Try to engage other developers -- so that they can help with the remaining backlog. Try to get some influential folks to help (and to be loud about how they're helping). Take whatever advice you give the others -- and do it yourself. Be prepared to hold some hands. Lead by example.
After there's been a good chunk of progress, do a last round to figure out anything important which has fallen through the cracks.
Setup CI -- so that the ruleset continues to be enforced automatically in the future.
Notably, the bulk of the project was in steps 1-3, and those steps didn't require any special access to the
infrastructure -- it needed just a local dev environment, Github, and chat/email. That's a good thing, because it means there aren't as many roadblocks, and there's a wider pool of developers (potential mentors) who'd be qualified to help.

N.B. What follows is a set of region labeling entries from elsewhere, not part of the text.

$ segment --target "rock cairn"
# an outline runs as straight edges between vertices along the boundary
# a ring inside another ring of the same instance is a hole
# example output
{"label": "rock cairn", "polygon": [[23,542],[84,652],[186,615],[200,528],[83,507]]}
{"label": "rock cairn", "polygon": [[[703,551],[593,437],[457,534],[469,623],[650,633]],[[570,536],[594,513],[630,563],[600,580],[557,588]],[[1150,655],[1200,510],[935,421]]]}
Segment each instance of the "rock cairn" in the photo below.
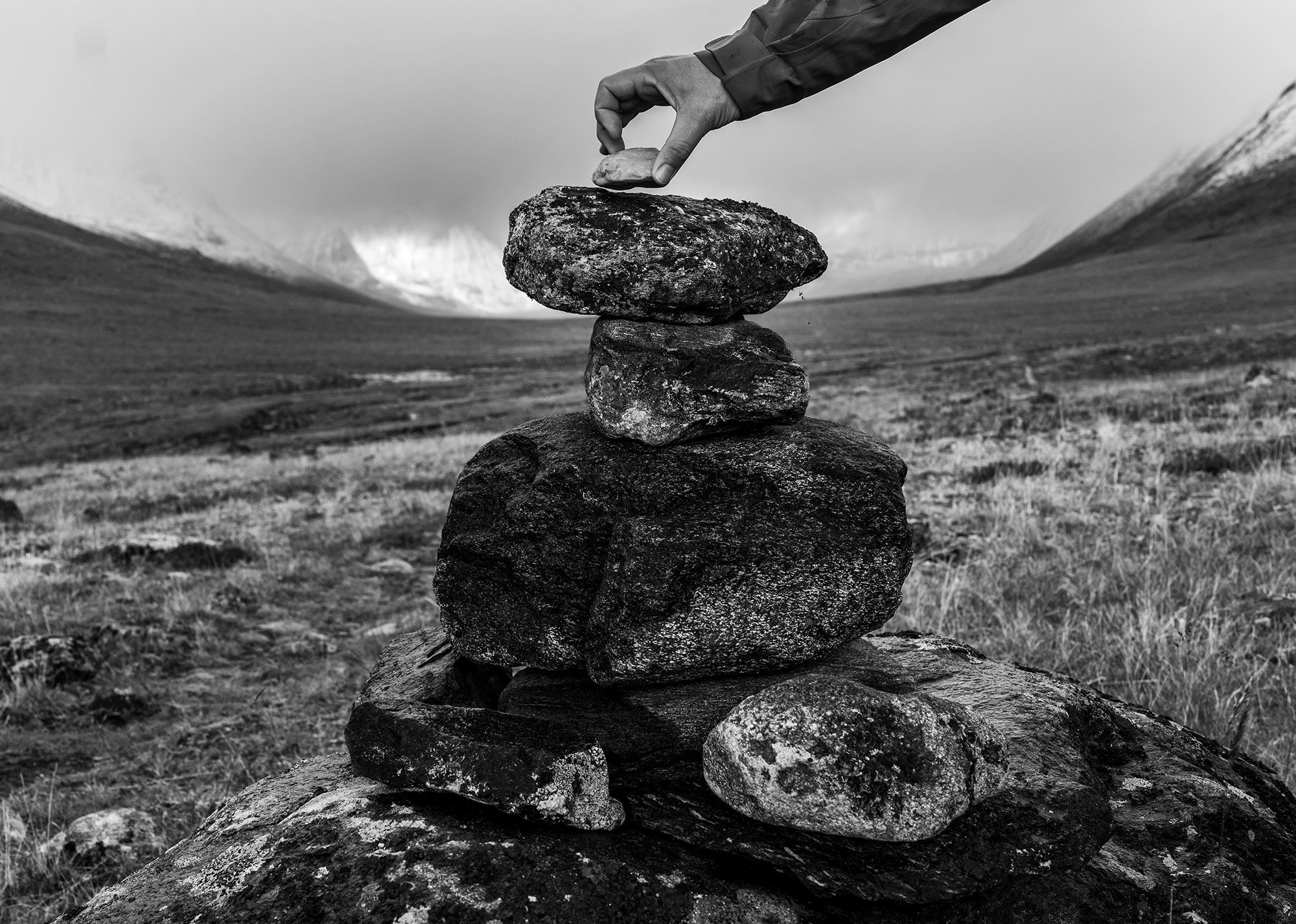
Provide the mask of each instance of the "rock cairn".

Special thanks @totten. Nice breakdown. I will continue tinkering on what would be feasible for everyone. I will ask more questions as I continue my research. Thanks again.
Hello @JoeMurray@totten apart from civicrm-core which other repositories here or elsewhere do you think will potentially benefit from a static analysis tool integration?
Thanks @JoeMurray I will see what I can come up with. Hopefully We can get mentors conversant with the above repositories and willing to help on this project.
JoeMurraychanged title from Integrate an open source Static Analysis tool as part of CIVICRM continuos integration toolchain to Integrate an open source Static Analysis tool as part of CIVICRM continuous integration toolchain
changed title from Integrate an open source Static Analysis tool as part of CIVICRM continuos integration toolchain to Integrate an open source Static Analysis tool as part of CIVICRM continuous integration toolchain
If I recall the outcome here, there was some initial work that ran static code analysis against the CiviCRM codebase. This preliminary step generated so much noisy failures that it was not useful. There wasn't adequate tuning of the rules to use in the analysis in order to lower the noise to a level sufficient to make the outcome helpful.
Nor was it possible to work on addressing the 'noise' by refactoring the code in a comprehensive and safe and timely way. So the initiative was helpful as exploration, but not so much for improving the codebase or setting up on-going static analysis.
@prondubuisi can you correct/supplement this analysis, or maybe provide a link to the project's report?